Personally, I love the ad campaign, but I don’t love the subsequent experience I have in the theater. I feel no connection to the artists when I have to stare down 13 rows of disengaged audience members who are treating the theater like their personal Starbucks. I feel no connection to the artists when they’re engulfed by the sheer vastness of the performance hall. I feel no connection to the artists when I feel like I’m in third class on the Titanic just because I didn’t have more than a Jackson to drop on a ticket. Critics of NYCB’s new ad campaign worried about how showing dancers without fake eyelashes and tiaras would destroy some of the magic?
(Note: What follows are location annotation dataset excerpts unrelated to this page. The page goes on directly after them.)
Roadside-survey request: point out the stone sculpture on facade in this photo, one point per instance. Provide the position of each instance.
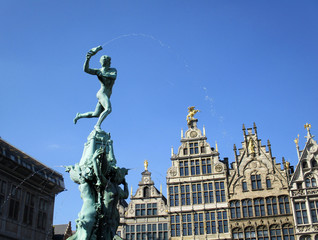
(98, 176)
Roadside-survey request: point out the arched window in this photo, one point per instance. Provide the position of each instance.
(288, 232)
(314, 163)
(307, 182)
(247, 208)
(259, 207)
(275, 232)
(306, 237)
(237, 234)
(262, 233)
(250, 233)
(271, 204)
(146, 192)
(313, 182)
(283, 204)
(235, 209)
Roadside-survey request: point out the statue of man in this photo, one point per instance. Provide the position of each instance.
(107, 76)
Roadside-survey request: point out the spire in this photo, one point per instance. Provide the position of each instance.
(297, 145)
(255, 129)
(308, 126)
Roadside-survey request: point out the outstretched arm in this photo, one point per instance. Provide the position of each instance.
(91, 53)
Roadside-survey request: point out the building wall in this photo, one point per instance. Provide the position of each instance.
(146, 215)
(304, 191)
(26, 196)
(197, 189)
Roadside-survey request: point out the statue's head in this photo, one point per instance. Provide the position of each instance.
(105, 60)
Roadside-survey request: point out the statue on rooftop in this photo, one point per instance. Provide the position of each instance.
(102, 184)
(107, 76)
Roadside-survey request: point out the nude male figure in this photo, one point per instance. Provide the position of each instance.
(107, 76)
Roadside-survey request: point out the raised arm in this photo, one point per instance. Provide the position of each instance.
(91, 53)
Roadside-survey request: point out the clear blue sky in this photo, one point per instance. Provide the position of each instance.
(237, 61)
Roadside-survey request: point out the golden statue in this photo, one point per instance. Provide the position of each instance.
(307, 126)
(297, 140)
(191, 112)
(251, 146)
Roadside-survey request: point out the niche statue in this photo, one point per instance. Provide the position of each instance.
(99, 178)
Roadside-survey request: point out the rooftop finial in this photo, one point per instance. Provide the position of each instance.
(308, 126)
(191, 112)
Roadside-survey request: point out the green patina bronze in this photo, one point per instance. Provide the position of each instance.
(98, 176)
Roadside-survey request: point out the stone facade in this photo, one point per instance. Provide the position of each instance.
(304, 190)
(197, 189)
(27, 194)
(146, 216)
(258, 193)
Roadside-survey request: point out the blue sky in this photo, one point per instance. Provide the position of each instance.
(237, 61)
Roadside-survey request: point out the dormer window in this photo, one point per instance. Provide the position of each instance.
(194, 149)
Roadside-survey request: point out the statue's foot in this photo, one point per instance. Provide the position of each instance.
(76, 118)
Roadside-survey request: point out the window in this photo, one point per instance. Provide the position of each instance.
(275, 232)
(3, 188)
(146, 192)
(247, 208)
(271, 205)
(314, 211)
(244, 186)
(256, 182)
(208, 192)
(237, 234)
(175, 225)
(196, 193)
(235, 209)
(219, 192)
(206, 166)
(222, 222)
(301, 213)
(185, 195)
(250, 233)
(194, 149)
(198, 224)
(186, 225)
(268, 183)
(262, 233)
(288, 232)
(151, 209)
(174, 196)
(195, 167)
(184, 168)
(210, 222)
(28, 209)
(311, 182)
(283, 205)
(259, 207)
(42, 214)
(14, 203)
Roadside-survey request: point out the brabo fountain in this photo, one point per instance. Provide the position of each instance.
(98, 176)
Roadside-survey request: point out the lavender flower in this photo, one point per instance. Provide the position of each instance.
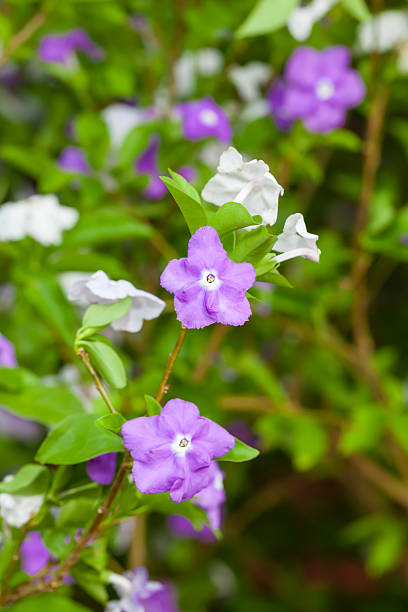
(60, 48)
(100, 289)
(7, 353)
(34, 555)
(204, 119)
(208, 287)
(318, 87)
(102, 469)
(139, 594)
(173, 451)
(72, 159)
How about sitting near an upper-level restroom where you can hear the toilet backing up mid-performance, or having to shield your eyes from the glare of the light grid?
I wouldn’t be getting long-winded about this had it just been an isolated incident, and I hate feeling so cranky over the idea that the arts are thriving to the point where a Saturday matinee for the City Ballet is so well sold (at least in the upper sections). But I felt the same thing at Nixon next door, and I feel the same way every time I have to qualify my argument that cheap seats to the opera and ballet exist—”but they’re up in K2.” How many friends I have brought or sent to a show only to have them leave disappointed because they felt excluded sitting up in Fourth Ring or Family Circle. How many of those same friends have been well satisfied with performances at Zankel Hall or Galapagos Art Space. Call me cranky. Call me elitist. Call me Eurotrash for saying that the houses of Germany and Austria have the upper hand for seating an average of 1500—over half of the Met’s seating capacity. But I think we’re Morgan Spurlocking ourselves at the expense of the art and the enjoyment of the average concert- opera- or ballet-goer. A 2,500-seat theater isn’t the place to showcase a pas-de-deux set to chamber music by Arvo Pärt, and a 4,000-seat theater doesn’t really suit a radically intimate opera by John Adams. It pleases the big-ticket (no pun intended) buyers on orchestra and first ring/parterre level and ignores those sitting in the rafters.
And maybe I just have a very big case of the Fuck-Its, but I say tear it down like the Berlin Wall. I realize the Koch just underwent significant renovations (I guess the Tea Party is good for something?). I realize that did a huge improvement to the theater, particularly for New York City Opera’s residency. But fuck it. Cut the theater in half and put in a restaurant that doesn’t taste like hospital cafeteria fare. Move the administrative offices up from the basement—natural light will do a hell of a lot for employee morale. Or move all of the operations to a place that isn’t such a wasteland for everything besides theater. Because the alternative, as I saw it this afternoon, is our cultural center of the city lying in a hospital bed drinking two gallons of soda per day and going in for gastric bypass surgery. In this country, that kind of an alternative is an epidemic.